The so-called Left politicians often are the worst hypocrites. They will do anything to be in power and could even quote German philosophers to justify the greed for an assembly seat. In power, they show their true colours. The distance between AKG Bhawan on Bhai Vir Singh Marg, Delhi, and AKG Centre on A. Raghavan Road in Thiruvananthapuram can only be measured in terms of hubris of power. Last week, the Marxist chief minister of Kerala asked a group of journalists who had gathered at a hotel to cover a political meeting to “get out”. It was a significant meeting between the chief minister, CPI(M) state secretary and BJP-RSS leaders over the frequent CPI(M)-RSS clashes and the latest murder of an RSS leader.
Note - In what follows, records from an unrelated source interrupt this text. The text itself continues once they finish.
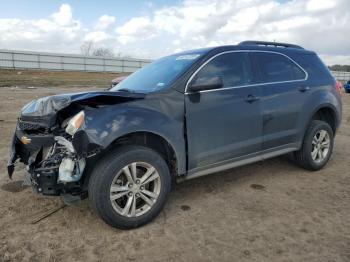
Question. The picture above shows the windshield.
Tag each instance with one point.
(157, 75)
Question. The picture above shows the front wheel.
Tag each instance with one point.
(317, 146)
(130, 186)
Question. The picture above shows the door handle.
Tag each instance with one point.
(303, 89)
(251, 98)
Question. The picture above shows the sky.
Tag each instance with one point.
(152, 29)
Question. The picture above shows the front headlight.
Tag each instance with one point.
(75, 123)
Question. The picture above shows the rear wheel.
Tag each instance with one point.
(317, 146)
(129, 187)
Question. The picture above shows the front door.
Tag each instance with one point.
(224, 124)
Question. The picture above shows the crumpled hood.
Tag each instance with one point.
(50, 105)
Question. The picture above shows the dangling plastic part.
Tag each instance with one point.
(70, 171)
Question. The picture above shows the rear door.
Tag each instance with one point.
(224, 124)
(284, 91)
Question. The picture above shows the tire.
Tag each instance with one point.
(110, 174)
(305, 156)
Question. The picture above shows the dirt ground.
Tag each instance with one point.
(268, 211)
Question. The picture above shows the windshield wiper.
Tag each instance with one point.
(126, 90)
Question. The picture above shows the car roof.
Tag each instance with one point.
(251, 45)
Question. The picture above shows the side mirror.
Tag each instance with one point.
(206, 83)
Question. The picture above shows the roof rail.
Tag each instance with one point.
(265, 43)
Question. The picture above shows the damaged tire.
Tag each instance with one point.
(129, 187)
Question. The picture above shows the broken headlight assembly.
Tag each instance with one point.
(75, 123)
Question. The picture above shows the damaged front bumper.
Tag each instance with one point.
(53, 165)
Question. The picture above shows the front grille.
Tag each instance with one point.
(27, 126)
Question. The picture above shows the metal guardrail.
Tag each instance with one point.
(341, 76)
(11, 59)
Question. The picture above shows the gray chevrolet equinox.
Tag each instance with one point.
(183, 116)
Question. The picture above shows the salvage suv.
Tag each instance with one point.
(183, 116)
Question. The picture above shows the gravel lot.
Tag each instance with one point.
(268, 211)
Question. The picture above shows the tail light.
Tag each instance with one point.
(339, 87)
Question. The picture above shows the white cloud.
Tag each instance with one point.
(64, 16)
(104, 22)
(320, 25)
(138, 28)
(97, 36)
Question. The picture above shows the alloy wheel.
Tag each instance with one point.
(135, 189)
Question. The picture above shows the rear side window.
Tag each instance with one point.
(313, 65)
(233, 68)
(277, 68)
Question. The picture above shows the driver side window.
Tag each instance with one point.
(233, 68)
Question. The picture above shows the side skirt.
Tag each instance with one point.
(241, 161)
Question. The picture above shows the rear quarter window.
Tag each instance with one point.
(313, 65)
(277, 68)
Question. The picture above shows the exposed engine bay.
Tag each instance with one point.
(52, 141)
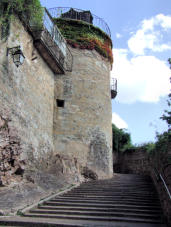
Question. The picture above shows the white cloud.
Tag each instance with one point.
(118, 35)
(140, 78)
(118, 121)
(149, 35)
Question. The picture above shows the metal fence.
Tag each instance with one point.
(53, 39)
(97, 21)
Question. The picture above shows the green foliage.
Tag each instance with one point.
(167, 113)
(82, 35)
(121, 139)
(31, 9)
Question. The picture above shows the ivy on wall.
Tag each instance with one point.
(82, 35)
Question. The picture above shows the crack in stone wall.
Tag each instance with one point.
(11, 165)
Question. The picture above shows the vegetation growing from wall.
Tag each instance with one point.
(82, 35)
(30, 9)
(121, 140)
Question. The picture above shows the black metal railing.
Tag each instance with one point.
(159, 177)
(52, 38)
(79, 14)
(113, 87)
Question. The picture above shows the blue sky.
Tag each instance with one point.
(141, 32)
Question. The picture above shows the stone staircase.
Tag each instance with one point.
(125, 200)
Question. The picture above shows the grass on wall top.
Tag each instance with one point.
(83, 35)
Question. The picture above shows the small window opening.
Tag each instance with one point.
(60, 102)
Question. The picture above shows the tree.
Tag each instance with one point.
(121, 139)
(167, 113)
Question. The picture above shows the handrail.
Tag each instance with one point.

The murder of the RSS activist had rocked Parliament and was national news. The CPI(M)-RSS meeting was big and the visual media journalists were merely doing their job: shooting the visuals of the leaders walking into the meeting hall at the Mascot Hotel. Even if the CM had not wanted his voters to see him shaking hands or sharing a joke with the Sangh parivar, he could have asked the camera persons to leave or could have waited till they had left. No, he had to shout “get out.” After all, these cameramen from Malayalam news TV channels (many of them broke) are just poorly paid workers doing a difficult job, jostling among friends and colleagues for a better shot. Last week we celebrated Kerala becoming India’s richest state and this week we lament the leader’s outburst.